14. The micelle or unordered aggregate according to claim 13, wherein anchoring part is conjugated to an amphiphilic molecule forming unordered aggregates in aqueous solution.

15. The micelle or unordered aggregate according to claim 14, wherein the anchoring part is conjugated to phosphatidylethanolamine.

16. The micelle or unordered aggregate according to claim 15, wherein said anchoring molecule is biotinylated phosphatidylethanolamine

17. The micelle or unordered aggregate according to claim 13, wherein said carrier is lysophosphatidylcholine.

18. The micelle or unordered aggregate according to claim 13, wherein said epitope is part of a lipophilic antigen which is not said carrier or said anchoring molecule.

19. The micelle or unordered aggregate according to claim 13, wherein said epitope is part of a lipophilic antigen selected from antigens to which antibodies characterising auto-immune diseases or disorders are directed.

20. The micelle or unordered aggregate according to claim 19, wherein said lipophilic antigen is selected from the group consisting of gangliosides, cardiolipin, phospholipids and sphingolipids.
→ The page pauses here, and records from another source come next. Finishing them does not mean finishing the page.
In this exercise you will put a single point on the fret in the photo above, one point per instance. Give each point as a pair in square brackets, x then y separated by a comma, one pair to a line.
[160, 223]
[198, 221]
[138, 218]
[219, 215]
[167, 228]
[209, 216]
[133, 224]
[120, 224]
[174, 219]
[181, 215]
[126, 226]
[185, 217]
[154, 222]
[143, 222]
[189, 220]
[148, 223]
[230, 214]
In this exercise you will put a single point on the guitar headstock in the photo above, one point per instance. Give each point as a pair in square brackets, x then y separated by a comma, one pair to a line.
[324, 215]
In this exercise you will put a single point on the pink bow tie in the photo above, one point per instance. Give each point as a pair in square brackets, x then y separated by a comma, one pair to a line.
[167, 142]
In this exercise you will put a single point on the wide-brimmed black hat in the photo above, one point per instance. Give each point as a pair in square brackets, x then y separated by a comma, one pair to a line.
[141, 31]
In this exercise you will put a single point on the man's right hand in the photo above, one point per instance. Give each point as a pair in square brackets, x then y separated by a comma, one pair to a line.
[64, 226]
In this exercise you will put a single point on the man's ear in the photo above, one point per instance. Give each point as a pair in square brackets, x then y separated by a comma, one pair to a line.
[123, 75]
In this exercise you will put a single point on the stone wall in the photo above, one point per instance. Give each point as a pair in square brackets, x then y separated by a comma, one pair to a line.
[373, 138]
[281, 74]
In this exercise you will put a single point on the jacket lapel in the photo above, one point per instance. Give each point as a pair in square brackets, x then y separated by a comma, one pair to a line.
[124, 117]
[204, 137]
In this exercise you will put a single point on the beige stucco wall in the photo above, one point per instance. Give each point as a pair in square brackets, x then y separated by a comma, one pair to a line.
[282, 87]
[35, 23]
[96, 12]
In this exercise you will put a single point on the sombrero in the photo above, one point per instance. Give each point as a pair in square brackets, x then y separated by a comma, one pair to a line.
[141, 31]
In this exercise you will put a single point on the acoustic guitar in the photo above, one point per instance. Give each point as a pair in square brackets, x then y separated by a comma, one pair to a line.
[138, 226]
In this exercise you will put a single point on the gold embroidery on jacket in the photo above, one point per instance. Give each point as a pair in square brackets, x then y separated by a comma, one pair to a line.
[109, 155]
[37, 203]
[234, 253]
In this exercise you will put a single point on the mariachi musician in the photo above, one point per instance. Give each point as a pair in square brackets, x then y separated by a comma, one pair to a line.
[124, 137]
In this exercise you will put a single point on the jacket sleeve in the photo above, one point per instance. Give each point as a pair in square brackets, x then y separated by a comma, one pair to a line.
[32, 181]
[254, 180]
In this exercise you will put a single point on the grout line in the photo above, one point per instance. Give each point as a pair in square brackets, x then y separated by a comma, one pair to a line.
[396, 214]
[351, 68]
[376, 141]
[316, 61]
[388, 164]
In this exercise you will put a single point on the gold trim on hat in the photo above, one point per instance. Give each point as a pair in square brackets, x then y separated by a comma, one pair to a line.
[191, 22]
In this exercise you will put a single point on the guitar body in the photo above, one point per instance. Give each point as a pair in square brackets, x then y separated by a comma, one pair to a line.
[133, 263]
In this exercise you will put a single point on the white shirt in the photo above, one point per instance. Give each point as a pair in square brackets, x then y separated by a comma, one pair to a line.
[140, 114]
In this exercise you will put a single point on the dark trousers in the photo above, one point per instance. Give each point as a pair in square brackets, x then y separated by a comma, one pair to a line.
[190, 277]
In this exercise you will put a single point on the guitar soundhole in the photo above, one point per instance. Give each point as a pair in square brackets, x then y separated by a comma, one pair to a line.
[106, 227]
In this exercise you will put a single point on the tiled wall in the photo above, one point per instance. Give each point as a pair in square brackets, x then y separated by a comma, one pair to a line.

21. The micelle or unordered aggregate according to claim 13, wherein said micelle or unordered aggregate comprises from about 5 to about 20 weight % of said anchoring molecule.

22. The micelle or unordered aggregate according to claim 13, wherein said antigen exposing micelle or unordered aggregate is a micelle.

23. (canceled)

24. A kit comprising a micelle or an aggregate according to claim 13 and at least one device comprising at least one surface, wherein said anchoring part has affinity for said surface.

25. The kit according to claim 24, wherein said surface is a coated surface and wherein said coating comprises avidin or streptavidin.

26. (canceled)

27. The kit according to claim 24, which further comprises a detection reagent with affinity for an analyte, wherein said analyte has affinity for said epitope.

28. The kit according to claim 24, wherein said micelle of unordered aggregate is bound to said surface and wherein said device is an essentially dry device.

29-30. (canceled)

31. A method of detecting and/or quantifying an analyte, comprising the steps of

a) providing a micelle or unordered aggregate according to claim 1;

b) binding said micelle or unordered aggregate to a surface;

c) exposing said micelle or unordered aggregate to a sample, which sample possibly comprises said analyte, which analyte has affinity for said epitope;

d) washing said bound micelle or unordered aggregate with a solution comprising a detergent; and

e) detecting and/or quantifying said analyte.

32. The method according to claim 31, wherein said sample is plasma or serum form a mammal.

33. The method according to claim 16, wherein said analyte is an auto-antibody.